The study demonstrates that initiating anti-TNF therapy in pediatric CD is associated with a significant increase in fat-free mass within six months, while UC patients, who exhibited fewer baseline BC deficits, did not show BC changes over the same period. The initial PA deficit observed in CD relative to healthy peers normalized by six months, suggesting functional recovery alongside improvements in body composition. These findings support the hypothesized triad relationship between BC, PA, and HRQoL in pediatric IBD and align with mechanistic expectations that TNF-α blockade reduces inflammation-driven catabolism and facilitates musculoskeletal accrual. Despite trends, HRQoL did not significantly improve, potentially reflecting earlier initiation of biologics (higher baseline IMPACT-III, lower disease activity) and the need for longer recovery time to detect changes in patient-reported outcomes. The subgroup analysis highlights that younger patients with lower SMM Z scores are particularly vulnerable but can achieve significant gains in muscle mass under anti-TNF therapy, underscoring the importance of early identification and targeted monitoring. Overall, the results suggest that anti-TNF therapy contributes to improvements in lean mass and normalization of PA in CD, whereas standard anthropometrics (weight/BMI) may miss meaningful changes in nutritional status, reinforcing the value of BC monitoring in pediatric IBD care.

Anti-TNF therapy in pediatric Crohn’s disease was associated with significant increases in FFM Z scores over six months, while BMI and weight remained unchanged, indicating that traditional anthropometrics are insufficiently sensitive for monitoring nutritional recovery.
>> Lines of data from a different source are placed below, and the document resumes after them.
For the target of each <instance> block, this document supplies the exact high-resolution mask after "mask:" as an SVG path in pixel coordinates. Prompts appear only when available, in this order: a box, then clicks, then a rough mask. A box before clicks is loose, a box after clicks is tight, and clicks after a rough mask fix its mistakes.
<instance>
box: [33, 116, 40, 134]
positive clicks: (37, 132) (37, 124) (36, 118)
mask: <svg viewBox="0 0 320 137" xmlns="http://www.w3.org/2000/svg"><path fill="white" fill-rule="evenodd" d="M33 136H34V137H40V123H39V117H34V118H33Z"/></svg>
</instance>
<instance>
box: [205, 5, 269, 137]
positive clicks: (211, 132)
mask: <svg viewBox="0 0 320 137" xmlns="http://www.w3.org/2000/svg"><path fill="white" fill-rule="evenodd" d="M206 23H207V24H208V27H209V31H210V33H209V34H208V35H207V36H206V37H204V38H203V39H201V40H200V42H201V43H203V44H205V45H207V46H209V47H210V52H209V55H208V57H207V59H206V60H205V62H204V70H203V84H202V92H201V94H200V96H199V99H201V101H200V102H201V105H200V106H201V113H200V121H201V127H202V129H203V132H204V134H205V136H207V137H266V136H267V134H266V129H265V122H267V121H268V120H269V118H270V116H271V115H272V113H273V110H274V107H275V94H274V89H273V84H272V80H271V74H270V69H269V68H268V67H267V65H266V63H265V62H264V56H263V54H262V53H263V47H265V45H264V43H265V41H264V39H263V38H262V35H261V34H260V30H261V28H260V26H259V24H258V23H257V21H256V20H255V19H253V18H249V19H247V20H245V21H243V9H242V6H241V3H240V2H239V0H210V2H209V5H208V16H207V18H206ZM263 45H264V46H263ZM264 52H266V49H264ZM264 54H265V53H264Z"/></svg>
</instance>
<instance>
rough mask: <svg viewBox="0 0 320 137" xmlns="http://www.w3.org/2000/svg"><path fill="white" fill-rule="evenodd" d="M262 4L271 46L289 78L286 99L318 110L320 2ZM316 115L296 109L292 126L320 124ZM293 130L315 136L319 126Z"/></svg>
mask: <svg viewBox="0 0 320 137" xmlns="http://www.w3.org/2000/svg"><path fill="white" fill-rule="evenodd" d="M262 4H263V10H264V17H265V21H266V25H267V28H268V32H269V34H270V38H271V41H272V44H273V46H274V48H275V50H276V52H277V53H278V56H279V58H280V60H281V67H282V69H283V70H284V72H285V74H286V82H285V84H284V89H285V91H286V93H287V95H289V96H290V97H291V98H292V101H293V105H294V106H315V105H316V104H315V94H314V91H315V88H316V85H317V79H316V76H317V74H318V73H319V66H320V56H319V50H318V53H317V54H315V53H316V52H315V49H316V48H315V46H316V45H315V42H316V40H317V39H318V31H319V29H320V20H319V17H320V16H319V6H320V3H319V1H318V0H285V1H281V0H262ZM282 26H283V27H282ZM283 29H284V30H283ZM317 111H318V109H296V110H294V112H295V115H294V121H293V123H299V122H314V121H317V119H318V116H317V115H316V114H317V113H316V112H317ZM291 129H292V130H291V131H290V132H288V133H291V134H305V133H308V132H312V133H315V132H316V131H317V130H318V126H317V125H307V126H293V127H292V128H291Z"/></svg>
No significant changes were observed in UC body composition, HRQoL, or PA during the study period. Younger patients with lower baseline SMM Z scores (risk of sarcopenia) demonstrated significant improvements in SMM yet remained below peers, highlighting their vulnerability. Clinical care should prioritize routine body composition assessment and encourage physical activity to support functional recovery. Future research should include larger multicenter cohorts, longer follow-up, dietary intake assessment, and functional muscle measures to better characterize the trajectories of BC, PA, and HRQoL under biologic therapy.

- Small sample size and single-center design limit generalizability. - Short follow-up period (six months) may be insufficient to detect changes in HRQoL and sustained PA differences. - Lack of detailed dietary intake data limits interpretation of nutritional contributions to BC changes. - Absence of functional muscle assessments (e.g., grip strength) to complement body composition. - Control PA data were cross-sectional rather than longitudinal.